The Beginning of the End for US Troops in Iraq

President Barack Obama announced today that the U.S. will end its “combat mission” in Iraq on August 31, which marks the end of a war declared by Washington, on the infamous lie that sought to dismantle an arsenal of mass destruction that Saddam Hussein was said to have amassed. Although Obama referred to the withdrawal of combat troops at the end of this month, he said that about 50,000 soldiers would remain to train Iraqi security forces. Therefore, the military intervention that began in March 2003 will remain at least until next year.
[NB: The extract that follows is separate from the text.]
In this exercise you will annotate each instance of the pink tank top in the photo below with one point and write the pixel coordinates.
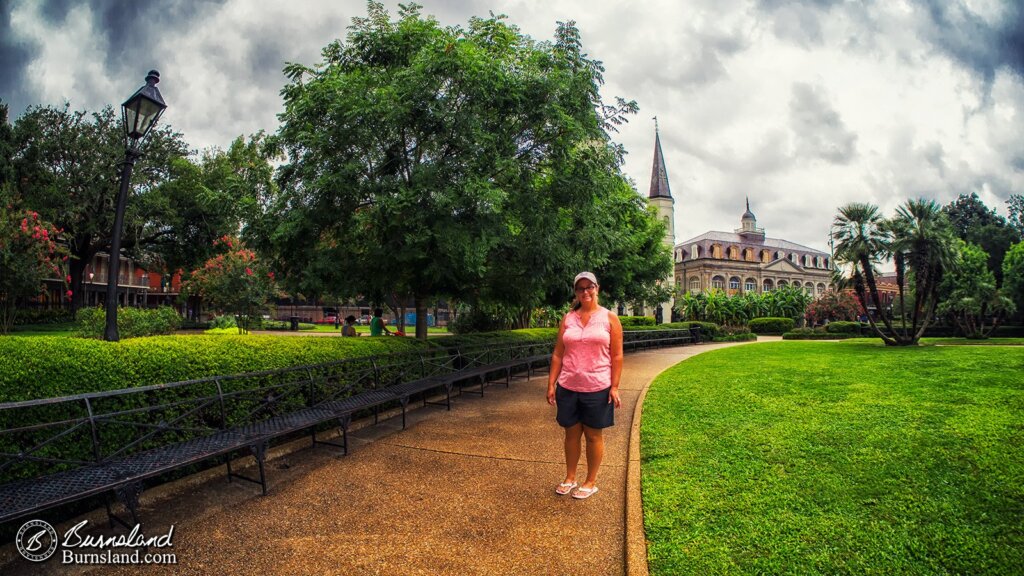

The president has instructed the Pentagon to maintain a low-intensity war to provide more room for diplomatic efforts that create the conditions for a complete withdrawal by 2011. Even so, the end of combat operations in Iraq, announced by Obama during a speech to war veterans in Georgia, is a sign of relief that the affected people welcome with pleasure. For centuries to come, the United States and its allies will bear the ignominy of undertaking a military invasion on the territories of ancient Persia, the cradle of human civilization, without valid cause. Through it all, the imperial soldiers found neither nuclear weapons, nor evidence that President Hussein would have encouraged international terrorism.

The war in Iraq has cost the U.S. more than $845 billion, and the economy of that nation $3-5 trillion. The Lancet, a British medical journal, estimates a civilian death toll of 655,000 during the seven years of military intervention in Iraq. The reasons behind this crime against humanity seem to be related to the fact that the subsoil and sea area of the nation retain 65 percent of global oil reserves. President Obama, to whom the Swedish Academy awarded the Nobel Peace Prize, would vindicate that award, if he would order the immediate withdrawal of all U.S. troops who usurp Iraqi territory, although it is fair to note that things seem to be going well.